For three years, Hong Kong led the world in initial public offerings and international law firms piled in to get a piece of the action. But the market started slowing down late last year, and things haven’t picked up. So far in 2012, the formerly No. 1 Hong Kong Stock Exchange ranks only ninth in the world in terms of funds raised in IPOs, according to statistics from Dealogic.
But meanwhile, another Asian city has come from far behind to become the region’s IPO champ. Kuala Lumpur’s Bursa Malaysia, 15th in the world last year, so far ranks third this year, behind only the two major U.S. exchanges, the New York Stock Exchange and Nasdaq. The $3.3 billion listing in June of Malaysian palm oil company Felda Global Ventures Holdings Bhd. was 2012′s second-largest after Facebook Inc. Last month Kuala Lumpur also saw the $2 billion IPO of hospital chain IHH Healthcare Bhd. A $1 billion debut for port operator Westports Malaysia is expected later in the year.

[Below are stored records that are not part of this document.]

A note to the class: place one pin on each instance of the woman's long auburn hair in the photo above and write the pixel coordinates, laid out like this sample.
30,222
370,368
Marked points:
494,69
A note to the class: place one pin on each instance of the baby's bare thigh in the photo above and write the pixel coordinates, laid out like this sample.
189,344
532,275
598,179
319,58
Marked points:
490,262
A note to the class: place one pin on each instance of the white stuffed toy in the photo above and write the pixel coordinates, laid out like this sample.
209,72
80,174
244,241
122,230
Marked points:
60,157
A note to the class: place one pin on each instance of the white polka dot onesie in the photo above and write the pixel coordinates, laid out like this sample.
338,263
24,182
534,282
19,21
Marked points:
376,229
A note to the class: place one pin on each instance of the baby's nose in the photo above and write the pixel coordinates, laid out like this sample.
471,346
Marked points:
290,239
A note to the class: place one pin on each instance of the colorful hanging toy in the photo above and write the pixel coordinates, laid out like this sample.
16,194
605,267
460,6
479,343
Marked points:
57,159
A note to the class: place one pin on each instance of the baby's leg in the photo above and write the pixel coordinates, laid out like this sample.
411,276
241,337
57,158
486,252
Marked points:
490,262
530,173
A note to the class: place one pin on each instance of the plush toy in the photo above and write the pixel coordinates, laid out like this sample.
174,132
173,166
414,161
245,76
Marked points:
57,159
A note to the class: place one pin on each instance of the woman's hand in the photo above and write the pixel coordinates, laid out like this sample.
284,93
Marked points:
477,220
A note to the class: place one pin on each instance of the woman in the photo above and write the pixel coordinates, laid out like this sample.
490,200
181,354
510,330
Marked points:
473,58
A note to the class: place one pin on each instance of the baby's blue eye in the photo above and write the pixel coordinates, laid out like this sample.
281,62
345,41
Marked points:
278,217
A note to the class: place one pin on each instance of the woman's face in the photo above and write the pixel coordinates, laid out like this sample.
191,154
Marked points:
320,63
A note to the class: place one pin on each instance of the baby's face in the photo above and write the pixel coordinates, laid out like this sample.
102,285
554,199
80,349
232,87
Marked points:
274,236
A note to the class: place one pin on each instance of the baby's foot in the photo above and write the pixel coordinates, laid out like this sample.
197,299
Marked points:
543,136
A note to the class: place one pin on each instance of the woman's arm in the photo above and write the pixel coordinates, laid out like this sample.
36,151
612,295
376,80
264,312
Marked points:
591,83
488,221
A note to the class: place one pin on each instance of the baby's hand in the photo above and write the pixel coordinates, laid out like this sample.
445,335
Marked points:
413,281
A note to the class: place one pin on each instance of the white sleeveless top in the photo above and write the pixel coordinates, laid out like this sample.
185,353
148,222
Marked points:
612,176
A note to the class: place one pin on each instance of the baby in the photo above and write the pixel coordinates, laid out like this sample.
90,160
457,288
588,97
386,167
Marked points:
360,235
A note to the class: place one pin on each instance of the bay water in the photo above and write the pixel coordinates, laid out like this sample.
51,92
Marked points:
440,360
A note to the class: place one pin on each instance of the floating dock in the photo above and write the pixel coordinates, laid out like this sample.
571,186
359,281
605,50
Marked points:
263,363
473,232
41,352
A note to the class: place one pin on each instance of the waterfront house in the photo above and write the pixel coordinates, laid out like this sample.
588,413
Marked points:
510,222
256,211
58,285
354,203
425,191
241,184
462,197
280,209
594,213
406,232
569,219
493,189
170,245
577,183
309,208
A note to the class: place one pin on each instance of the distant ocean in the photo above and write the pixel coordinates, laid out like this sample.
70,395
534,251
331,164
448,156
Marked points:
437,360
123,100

So is Kuala Lumpur the next big thing?
“It really is the only game in town now, so it’s getting a lot of attention,” says Matthew Bersani, the Asia managing partner for Shearman & Sterling. But it’s also all relative: “The rest of the [capital markets] world is dead, so by comparison it looks great.”
Indeed, Malaysia’s $5.8 billion in IPOs so far this year isn’t so impressive compared to the $31.4 billion Hong Kong IPOs raised last year. If year-to-date figures for the Shenzhen Stock Exchange’s main board and its Chinext growth-stock market are combined, they total almost $9 billion, which looks certain to end up considerably down from last year’s $26 billion.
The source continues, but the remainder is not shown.